Соня сказала Вите: ты умрешь раньше. Я об этом позабочусь.

***

— Сепсис, — сказала я. — Общее заражение семейной крови. Надо вскрывать нарыв. Кажется, лекарство только в правде.

— Нет! Мы не можем! — тут же сказала мать. — Как это мы ему скажем: ты нам не родной?! У него же сердце! А она что? Она же тогда его совсем затравит!

— А давай тогда скажем, что мы их обоих из детдома взяли! — жизнерадостно предложил папа. — Чтоб никому не обидно!

— Придумала! — воскликнула я. — И волки сыты, и овцы целы. Мертвые сраму не имут.

— Э-э-э? — заинтересованно обернулся ко мне папа (я чем дальше, тем больше видела, что Соня похожа именно на него, Витя же, как это ни странно, походил на приемную мать).

***

По общему согласию детям и всей семье вернули Любу. Сказали, что изначально их было трое. Но Люба прожила всего два дня и умерла. Вспомнили. Поплакали. Съездили на ее могилку.

— Вот! — сказала Соня.— Теперь я, наконец, все поняла. У меня была настоящая сестра, а не этот… задохлик. Я всегда это чувствовала. Как жаль, что она умерла.

Витя нарисовал шесть портретов Любы в ее дни рождения. По портрету на каждый год. Как если бы она росла вместе с ними. Рядом торт с соответствующим количеством свечек. Повесил портреты на стену, у себя над кроватью. Соня хотела было их сорвать, но потом передумала.

— Это ты неплохо придумал, — признала она. — Но вот такое дурацкое платье она бы носить не стала. В брюках удобнее.

— Это только на день рождения, — сказал Витя. — Праздник же. Гости. И знаешь, что я еще подумал: когда у нас будет день рождения, мы теперь можем и ее день праздновать тоже. Мы же в один день родились.

— Да, — подумав, согласилась Соня. — Точно. И ты нарисуешь еще один портрет.

Теперь она иногда заходила в Витин угол и молча смотрела на Любины портреты. Часто говорила:

— Вот моя сестра бы, если бы она была жива…

Стала спокойнее, ведь появился человек, который точно принял бы ее, понял, разделил ее интересы, встал на ее сторону. Уверенность — сто процентов.

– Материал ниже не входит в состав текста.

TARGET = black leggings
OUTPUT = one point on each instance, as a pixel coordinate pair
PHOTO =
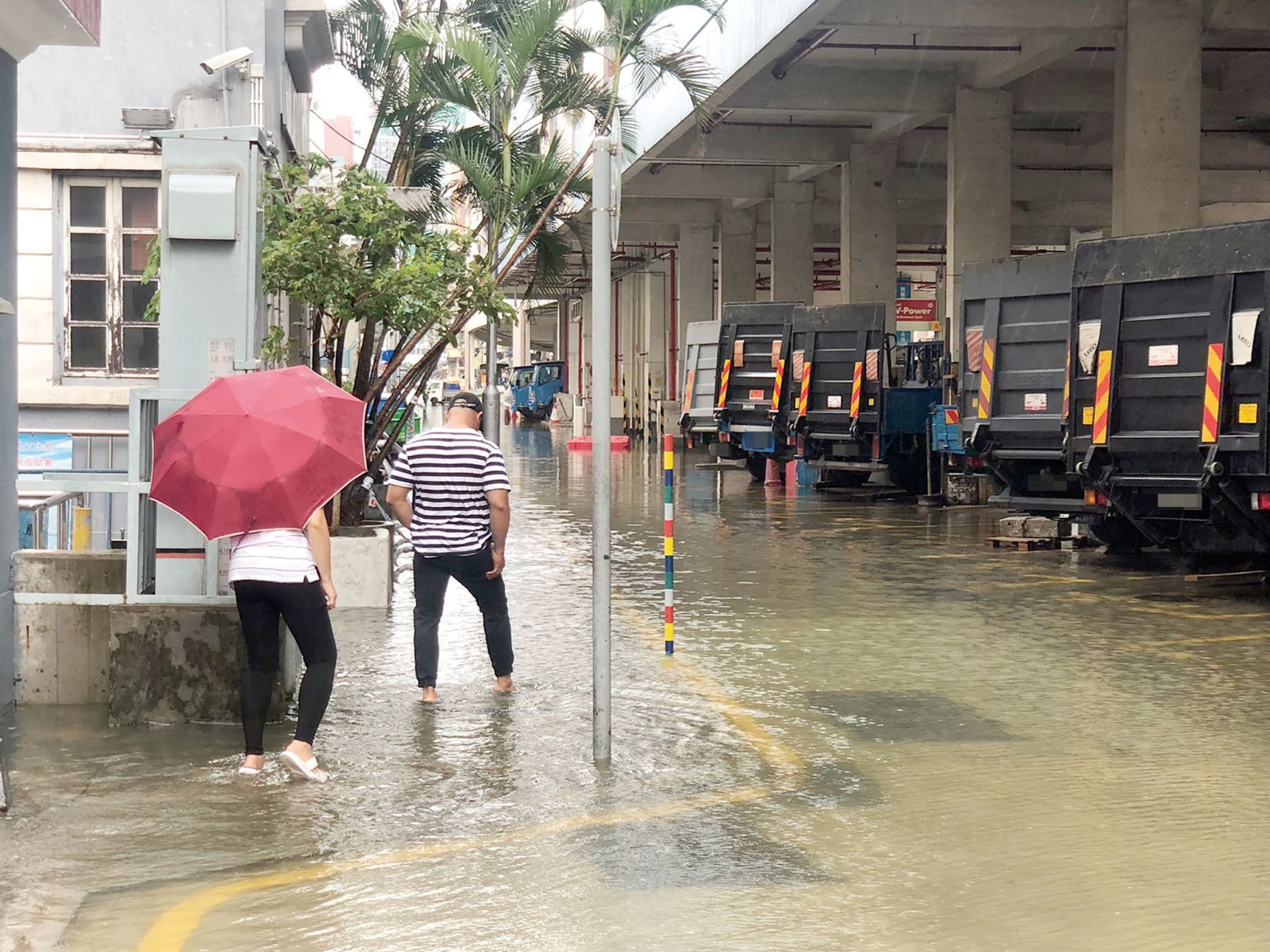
(304, 607)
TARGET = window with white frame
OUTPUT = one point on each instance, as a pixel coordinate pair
(111, 225)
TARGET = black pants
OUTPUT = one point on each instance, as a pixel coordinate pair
(431, 577)
(304, 607)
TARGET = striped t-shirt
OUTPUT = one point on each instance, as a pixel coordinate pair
(450, 470)
(272, 555)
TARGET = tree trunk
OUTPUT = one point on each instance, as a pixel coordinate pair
(366, 359)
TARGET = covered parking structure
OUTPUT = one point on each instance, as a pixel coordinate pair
(854, 141)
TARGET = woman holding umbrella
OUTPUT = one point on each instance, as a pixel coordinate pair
(256, 457)
(285, 573)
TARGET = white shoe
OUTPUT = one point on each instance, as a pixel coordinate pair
(308, 770)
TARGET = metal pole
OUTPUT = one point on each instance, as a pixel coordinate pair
(668, 466)
(493, 413)
(492, 409)
(601, 389)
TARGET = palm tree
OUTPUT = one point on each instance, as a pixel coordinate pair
(514, 67)
(365, 33)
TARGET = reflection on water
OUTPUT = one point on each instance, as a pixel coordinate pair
(999, 752)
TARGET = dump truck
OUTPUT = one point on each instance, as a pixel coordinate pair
(752, 353)
(700, 374)
(1168, 385)
(1018, 319)
(859, 403)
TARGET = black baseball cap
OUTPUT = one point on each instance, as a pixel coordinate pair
(469, 401)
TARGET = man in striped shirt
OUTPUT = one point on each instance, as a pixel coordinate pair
(457, 520)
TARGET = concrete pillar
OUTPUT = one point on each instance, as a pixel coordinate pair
(582, 359)
(793, 241)
(471, 374)
(737, 259)
(626, 334)
(869, 226)
(978, 194)
(521, 336)
(560, 334)
(1157, 117)
(654, 343)
(695, 279)
(8, 365)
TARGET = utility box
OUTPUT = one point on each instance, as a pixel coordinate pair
(213, 239)
(213, 306)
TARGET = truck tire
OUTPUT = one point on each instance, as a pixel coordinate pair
(1118, 535)
(757, 466)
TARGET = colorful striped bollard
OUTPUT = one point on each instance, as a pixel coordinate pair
(668, 465)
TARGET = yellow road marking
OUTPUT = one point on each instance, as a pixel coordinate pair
(1058, 579)
(1212, 639)
(171, 931)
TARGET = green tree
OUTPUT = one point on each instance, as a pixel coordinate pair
(337, 243)
(514, 67)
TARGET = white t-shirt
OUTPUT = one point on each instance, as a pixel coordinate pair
(273, 555)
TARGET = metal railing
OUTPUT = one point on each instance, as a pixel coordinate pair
(143, 512)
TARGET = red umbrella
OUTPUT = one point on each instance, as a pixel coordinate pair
(258, 451)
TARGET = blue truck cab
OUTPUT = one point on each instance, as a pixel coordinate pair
(546, 382)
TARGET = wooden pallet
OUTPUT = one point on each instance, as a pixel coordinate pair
(1022, 543)
(721, 467)
(1257, 577)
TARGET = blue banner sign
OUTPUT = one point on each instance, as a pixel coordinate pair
(44, 451)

— Люба ваша общая сестра, — говорила наученная мною мать. — Твоя, Соня, и твоя, Витя.

Витя молчал.

Потом однажды Соня застала его плачущим, на кровати, под Любиными портретами. Обычно в таких случаях она высовывала язык и дразнилась: слезки, сопли, слезки, сопли! Витька — слюнтяй!

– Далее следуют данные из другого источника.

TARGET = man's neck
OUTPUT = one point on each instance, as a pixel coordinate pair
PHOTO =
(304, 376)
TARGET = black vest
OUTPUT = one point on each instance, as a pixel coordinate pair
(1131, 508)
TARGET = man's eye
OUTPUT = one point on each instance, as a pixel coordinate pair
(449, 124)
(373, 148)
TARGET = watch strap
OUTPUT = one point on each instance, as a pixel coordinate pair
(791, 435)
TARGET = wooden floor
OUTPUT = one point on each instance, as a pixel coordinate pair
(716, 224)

А в этот раз почему-то спросила:

— Ну чего ты опять разнылся?

Витя сел на кровати, вытер рукавом нос, собрался с мыслями:

— Ты все время говоришь: если бы моя сестра… Ну вот и я подумал: она же могла всякое любить. И такое, как я, тоже. И если бы она была… она бы со мной сейчас в морской бой сыграла. Я бы ей даже поддался, если надо. Но ее нигде нету. И мне так грустно стало. И одиноко.

Соня некоторое время стояла рядом и молча сопела. Потом неуверенно, словно пробуя слова на вкус, сказала:

— Я могу сыграть с тобой в морской бой.

— Правда? — просиял Витя. — Давай скорей, пока ты не передумала.

— Но я тебя, плаксу, все равно в два счета обыграю!

— А это мы еще посмотрим!

***

Мать, рассказывая мне этот эпизод, плакала.

У меня тоже как-то подозрительно запершило в горле.

— Вы знаете, как вам теперь себя вести?

— Да! — весело откликнулся папа. — Как ежики из анекдота! О-очень осторожно!

— Именно! — подтвердила я. — И скажите спасибо Любе!